| > Basic history of the United States is that it was, broadly, a non-interventionist nation that refused to get involved in other nations wars. I do think the Native Americans would beg to differ. (Indian Removal Act of 1830). Furthermore, the American explicit foreign policy was "Stay out of America so that we can colonize it better". That included South America and the Central America island countries as well. In 1878 for example, we sailed our Navy to Samosa and threatened war with Germany. http://en.wikipedia.org/wiki/Tripartite_Convention The current topic is about a trade dispute regarding the purchase of American Pesticides in Europe. America always had foreign policy and trade disputes. Now, I agree that during the 1850s, US Foreign Relations more or less stood still. There was something called the Civil War, and we kind of didn't focus on foreign affairs. Pretending that we were always an isolationist nation is an error! Our rise as a world power (and global politics) began almost immediately after we rebuilt during the Civil War. Before the Civil War, America wasn't exactly powerful enough to push other nations around in global politics. But we definitely pushed the Native Americans around and expanded with Manifest Destiny, and utilized the Monroe Doctrine to keep other European Countries from settling the region. To claim the Monroe doctrine as a "isolationist" strategy misses the point of Manifest Destiny... American Ambitions to conquer all the land from east coast to west coast is evident even as early as the 1830s. US-Mexico War, as well as other "threatened wars" (54/40 or fight), various boarder disputes with Canada.... all show the ambitions of the fledgling United States. The concept of "Manifest Destiny" drove our foreign politics at the time. And that was _anything_ but isolationist. -------------- Here's another major counterexample:
http://en.wikipedia.org/wiki/Embargo_Act_of_1807 And all of the other (most certainly NOT isolationist) events that pissed of Britain enough that it led to the war of 1812. |
The article on the Embargo Act itself reads: "The Embargo Act of 1807 was a general Embargo that made illegal any and all exports from the United States. It was sponsored by President Thomas Jefferson and enacted by Congress. The goal was to force Britain and France to respect American rights during the Napoleonic Wars. They were engaged in a major war; the U.S. wanted to remain neutral and trade with both sides, but neither side wanted the other to have the American supplies." That's exactly in line with the thesis.
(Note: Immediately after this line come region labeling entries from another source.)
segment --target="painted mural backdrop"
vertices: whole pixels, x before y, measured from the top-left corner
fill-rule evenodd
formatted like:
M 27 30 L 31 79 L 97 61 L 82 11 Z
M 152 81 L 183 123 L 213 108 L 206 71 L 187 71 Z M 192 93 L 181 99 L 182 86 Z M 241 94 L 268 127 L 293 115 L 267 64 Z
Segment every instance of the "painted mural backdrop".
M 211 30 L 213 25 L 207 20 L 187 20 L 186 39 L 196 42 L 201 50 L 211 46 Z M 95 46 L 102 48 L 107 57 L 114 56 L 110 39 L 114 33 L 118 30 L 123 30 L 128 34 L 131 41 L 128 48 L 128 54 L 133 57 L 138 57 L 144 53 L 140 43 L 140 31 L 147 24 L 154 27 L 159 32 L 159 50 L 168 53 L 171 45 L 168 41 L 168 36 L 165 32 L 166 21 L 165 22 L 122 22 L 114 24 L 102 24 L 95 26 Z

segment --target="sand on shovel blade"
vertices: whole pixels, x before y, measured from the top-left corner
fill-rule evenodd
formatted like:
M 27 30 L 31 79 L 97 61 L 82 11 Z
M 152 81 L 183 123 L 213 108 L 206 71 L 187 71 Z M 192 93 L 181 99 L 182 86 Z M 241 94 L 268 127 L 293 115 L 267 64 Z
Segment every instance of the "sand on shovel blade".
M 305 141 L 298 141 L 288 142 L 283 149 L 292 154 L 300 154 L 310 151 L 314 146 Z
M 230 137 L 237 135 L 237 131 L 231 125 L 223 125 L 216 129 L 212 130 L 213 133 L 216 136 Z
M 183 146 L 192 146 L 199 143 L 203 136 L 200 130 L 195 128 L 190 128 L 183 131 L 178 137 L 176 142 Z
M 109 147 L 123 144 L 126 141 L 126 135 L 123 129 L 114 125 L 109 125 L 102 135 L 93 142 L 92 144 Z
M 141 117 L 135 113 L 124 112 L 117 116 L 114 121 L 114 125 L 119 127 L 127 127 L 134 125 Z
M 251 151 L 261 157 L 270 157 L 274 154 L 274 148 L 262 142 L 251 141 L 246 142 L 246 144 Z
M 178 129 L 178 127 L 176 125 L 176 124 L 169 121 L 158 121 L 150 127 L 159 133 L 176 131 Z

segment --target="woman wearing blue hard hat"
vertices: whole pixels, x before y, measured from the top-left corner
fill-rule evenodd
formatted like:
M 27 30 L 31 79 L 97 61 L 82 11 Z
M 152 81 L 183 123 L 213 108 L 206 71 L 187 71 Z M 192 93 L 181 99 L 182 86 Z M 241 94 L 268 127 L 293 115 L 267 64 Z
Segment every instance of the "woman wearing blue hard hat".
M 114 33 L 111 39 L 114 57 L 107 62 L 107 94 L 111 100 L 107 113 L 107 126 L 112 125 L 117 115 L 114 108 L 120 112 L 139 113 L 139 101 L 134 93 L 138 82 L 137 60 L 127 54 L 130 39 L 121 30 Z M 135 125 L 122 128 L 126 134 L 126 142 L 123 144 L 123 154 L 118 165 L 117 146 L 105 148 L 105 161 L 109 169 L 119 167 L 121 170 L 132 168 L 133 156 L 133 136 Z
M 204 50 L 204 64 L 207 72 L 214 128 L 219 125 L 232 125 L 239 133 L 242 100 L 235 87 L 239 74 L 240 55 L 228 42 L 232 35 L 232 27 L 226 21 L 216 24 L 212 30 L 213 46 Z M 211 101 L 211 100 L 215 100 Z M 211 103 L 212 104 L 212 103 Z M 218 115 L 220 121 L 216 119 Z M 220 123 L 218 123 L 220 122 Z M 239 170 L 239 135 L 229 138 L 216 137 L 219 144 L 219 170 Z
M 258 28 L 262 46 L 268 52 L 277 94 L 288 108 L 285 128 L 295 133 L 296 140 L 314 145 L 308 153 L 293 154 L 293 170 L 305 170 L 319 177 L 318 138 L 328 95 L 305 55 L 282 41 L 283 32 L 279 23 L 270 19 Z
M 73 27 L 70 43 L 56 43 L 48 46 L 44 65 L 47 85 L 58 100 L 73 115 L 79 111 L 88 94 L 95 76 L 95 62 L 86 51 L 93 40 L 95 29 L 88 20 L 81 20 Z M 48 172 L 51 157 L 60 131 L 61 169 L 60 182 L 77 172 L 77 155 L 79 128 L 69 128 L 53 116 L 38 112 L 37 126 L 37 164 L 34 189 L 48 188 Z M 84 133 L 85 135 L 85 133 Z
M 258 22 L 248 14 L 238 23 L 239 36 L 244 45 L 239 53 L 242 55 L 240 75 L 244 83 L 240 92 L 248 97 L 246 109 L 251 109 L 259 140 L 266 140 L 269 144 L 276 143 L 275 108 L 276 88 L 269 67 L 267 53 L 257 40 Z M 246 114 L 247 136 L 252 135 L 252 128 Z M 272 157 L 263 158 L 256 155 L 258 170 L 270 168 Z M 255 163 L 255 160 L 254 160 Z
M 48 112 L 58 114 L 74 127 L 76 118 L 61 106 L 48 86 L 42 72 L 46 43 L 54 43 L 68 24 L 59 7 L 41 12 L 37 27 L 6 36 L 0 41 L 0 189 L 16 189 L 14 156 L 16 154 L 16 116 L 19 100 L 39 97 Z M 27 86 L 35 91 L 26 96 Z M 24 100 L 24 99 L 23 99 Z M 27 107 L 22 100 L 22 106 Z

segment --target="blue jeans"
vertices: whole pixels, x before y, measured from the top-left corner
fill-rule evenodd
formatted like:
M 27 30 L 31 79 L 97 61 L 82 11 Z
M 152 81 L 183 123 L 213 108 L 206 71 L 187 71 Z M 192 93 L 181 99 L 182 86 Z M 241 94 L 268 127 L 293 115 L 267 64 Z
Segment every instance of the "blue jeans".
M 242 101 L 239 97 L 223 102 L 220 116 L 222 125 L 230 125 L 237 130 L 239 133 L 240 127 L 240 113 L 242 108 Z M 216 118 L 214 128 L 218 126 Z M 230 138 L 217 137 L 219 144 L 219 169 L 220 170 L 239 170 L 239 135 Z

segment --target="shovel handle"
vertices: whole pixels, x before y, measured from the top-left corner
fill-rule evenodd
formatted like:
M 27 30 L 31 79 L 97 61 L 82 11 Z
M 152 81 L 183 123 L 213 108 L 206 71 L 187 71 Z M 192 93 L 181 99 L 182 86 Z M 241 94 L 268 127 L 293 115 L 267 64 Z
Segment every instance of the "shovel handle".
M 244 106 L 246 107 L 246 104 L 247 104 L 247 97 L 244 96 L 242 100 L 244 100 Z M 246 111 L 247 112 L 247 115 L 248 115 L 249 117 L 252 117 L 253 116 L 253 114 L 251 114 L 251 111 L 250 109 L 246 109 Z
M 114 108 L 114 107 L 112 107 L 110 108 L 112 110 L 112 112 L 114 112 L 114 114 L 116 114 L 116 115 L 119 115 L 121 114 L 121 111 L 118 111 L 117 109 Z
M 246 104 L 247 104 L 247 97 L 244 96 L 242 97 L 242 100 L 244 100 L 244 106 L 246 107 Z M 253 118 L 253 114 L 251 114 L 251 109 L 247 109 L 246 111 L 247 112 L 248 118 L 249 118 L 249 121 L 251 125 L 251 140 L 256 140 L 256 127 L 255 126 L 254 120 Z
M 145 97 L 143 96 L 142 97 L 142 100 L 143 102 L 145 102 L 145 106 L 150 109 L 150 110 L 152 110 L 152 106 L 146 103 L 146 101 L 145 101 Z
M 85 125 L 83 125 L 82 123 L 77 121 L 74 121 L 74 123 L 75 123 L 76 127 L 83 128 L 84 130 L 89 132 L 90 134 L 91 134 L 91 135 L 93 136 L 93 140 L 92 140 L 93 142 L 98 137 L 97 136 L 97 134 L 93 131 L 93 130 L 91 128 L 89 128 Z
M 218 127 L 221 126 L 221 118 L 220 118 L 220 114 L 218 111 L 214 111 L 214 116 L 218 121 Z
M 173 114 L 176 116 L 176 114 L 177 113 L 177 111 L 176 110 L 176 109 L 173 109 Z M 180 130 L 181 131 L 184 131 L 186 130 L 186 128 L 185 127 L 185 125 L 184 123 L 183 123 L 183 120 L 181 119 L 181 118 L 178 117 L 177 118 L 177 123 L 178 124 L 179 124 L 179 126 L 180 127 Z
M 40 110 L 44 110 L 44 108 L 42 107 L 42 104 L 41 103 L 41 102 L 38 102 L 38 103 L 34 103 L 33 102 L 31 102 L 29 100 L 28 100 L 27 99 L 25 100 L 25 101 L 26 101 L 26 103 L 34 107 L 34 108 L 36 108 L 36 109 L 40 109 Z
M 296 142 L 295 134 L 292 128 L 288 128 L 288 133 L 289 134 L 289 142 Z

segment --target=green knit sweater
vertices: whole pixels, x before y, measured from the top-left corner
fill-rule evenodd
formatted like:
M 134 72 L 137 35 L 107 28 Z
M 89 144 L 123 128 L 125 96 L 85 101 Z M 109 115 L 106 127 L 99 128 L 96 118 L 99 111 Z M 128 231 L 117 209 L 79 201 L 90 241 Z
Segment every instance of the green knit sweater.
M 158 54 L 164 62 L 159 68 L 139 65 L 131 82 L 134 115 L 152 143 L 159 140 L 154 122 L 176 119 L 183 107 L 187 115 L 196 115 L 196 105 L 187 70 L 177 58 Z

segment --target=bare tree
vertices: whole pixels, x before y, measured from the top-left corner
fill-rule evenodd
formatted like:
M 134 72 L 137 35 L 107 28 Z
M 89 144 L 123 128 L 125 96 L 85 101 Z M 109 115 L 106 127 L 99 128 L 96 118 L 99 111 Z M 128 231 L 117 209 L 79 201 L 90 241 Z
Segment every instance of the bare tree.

Regarding Samoa and Germany/Phillipines and Spain - this is when these policies began to change. They bubbled from the late 1800s and broke in the early 1900s.
I think there's a narrative difference here: the US broadly did not align themselves with other nations into treaties of peace and of war. The "founding fathers" specifically discussed the danger of political entanglement with other nations - the danger of allowing them to say "yes" and to say "no".
I feel like your interpretation of the Monroe Doctrine, of the Embargo Act and of Manifest Destiny are not charitable for these reasons. Of course the US was not 'isolationist'. I termed it 'non-interventionist'. Even that is not a good term, but what was meant I think is clear.
Yes the US engaged in colonialism and in trade. But it did not involve itself in the spirit of the top post: allowing other nations to have a "yes" or "no" say. It made declarations like the Monroe Doctrine. It did not make treaties like NATO or like TTIP. Categorically these are different in kind than what happened before the 1900s.
Part of that is due to a changing world (I say this in my top post). But the US was also under a different international political disposition.